Having already begun the process of addressing past mistakes in the county, Demuth said there needs to be careful selection of a new administrator or coordinator, and that it starts with strong leadership.
Demuth, along with fellow incumbents Marv Zylstra and David Benson, all pointed out partnerships that have been done in the past, including those that haven’t worked.
Benson spoke of the five-county effort to establish joint dispatch for law enforcement, and how Nobles County failed to get that accomplished.
“We were working toward sharing a vital service in the area and when each county was asked to sign a resolution, our county, sadly, was the only resolution that included we would be a part of this joint dispatch if it was located in Nobles County,” Benson said. “I voted against that.”
Benson also spoke of the erosion of the long-term partnership in public health, and said the county “really needs to rebuild trust.”
Shifting to a question about the potential for a new Nobles County Library, most candidates said they would support either building a new facility or adding on to the existing building in downtown Worthington. The biggest concern, however, is how to pay for it.
“I would look at expanding or building only if it’s in partnership with all the users,” said Gene Metz, a District 2 candidate who acknowledged his district is the only one that does not have constituents residing in the Worthington city limits.
“If it is built, I think operational costs should be covered by user fees,” he said, adding that if a new library is built, he wants to know what would be done for residents of outlying towns so they can benefit as well.

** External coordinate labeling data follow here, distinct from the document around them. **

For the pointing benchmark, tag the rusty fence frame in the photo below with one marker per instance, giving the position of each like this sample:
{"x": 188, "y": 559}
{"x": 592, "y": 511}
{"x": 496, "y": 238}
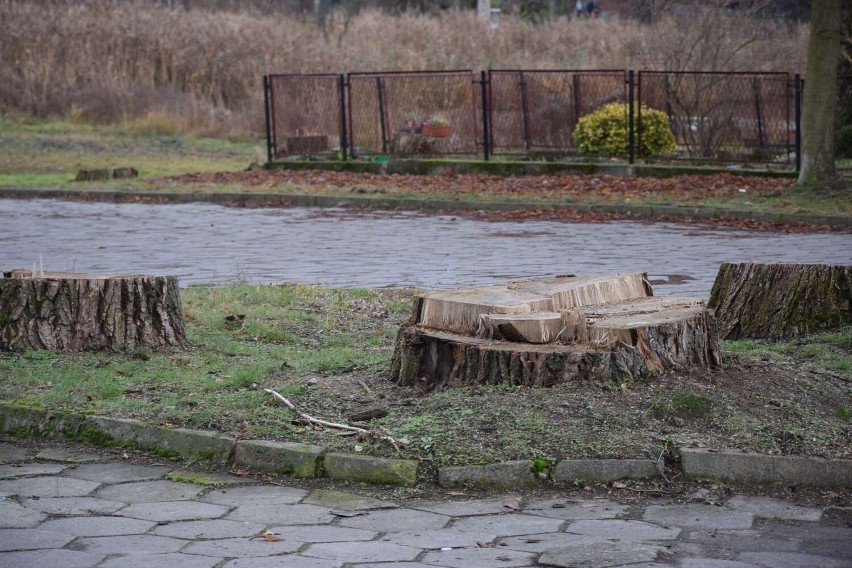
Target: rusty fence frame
{"x": 477, "y": 112}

“I certainly embrace the concept of moving the project forward,” said Matt Widboom, District 3 candidate, about the prospect for a new library. “We are three years removed from the needs assessment and not a lot of progress has been made.”
Widboom said there are “tremendous people” who work in the county, including librarian Julie Wellnitz, and she has momentum going. He said he didn’t want to get in the way of that, and would do what he could to encourage the project.
Keith Stubbe, a District 1 candidate, said he was against building a new library.
“I think our money could be spent better on infrastructure. There are lots of roads and lots of bridges that need money,” Stubbe said. “This library was built in 1962. It does need a facelift. This was built with the intention that it could be expanded on at some time.”
District 1 incumbent Marv Zylstra had opposing views.
“We need a new library,” he said. “I’m a strong supporter of it. We need to get some discussion with the community college for the arts center, and we can keep (the historical society) in the current building.”
A question from the audience sought to learn more about the candidates’ stances on economic development, and again, a variety of answers were given in response.
Mike Kuhle, a District 4 candidate and current city alderman, said economic development has been a passion of his.
“I’d like to see something on a county-wide (scale),” he said. “We need to work hard on economic development. The wins are not easy and they don’t come very often, but when they do, they can spread the tax burden across more people.”
Robert Paplow, a District 3 candidate, said too many times potential business developers are told “No” when they want to come to town.
“I think we need to change that,” he said. “Let’s try to help out the businesses that we do have already.”
District 1 candidates spoke of the need to work on economic development in Round Lake, where Farley’s & Sathers recently announced it will close its headquarters and warehouses, while others spoke of the progress taking place in the agricultural sector.
“I think a lot of us drive our money from the ag (industry),” said Bruce Loosbrock, a District 2 candidate. “We need to keep the young people here. I think this county has been very fair to the ag people building their buildings. Expansions make our county a better county.”
All of the candidates were timed in their responses to questions during the forum, which wrapped up at 9 p.m. The event was sponsored by the Worthington Area Chamber of Commerce Governmental Affairs Committee and the Daily Globe.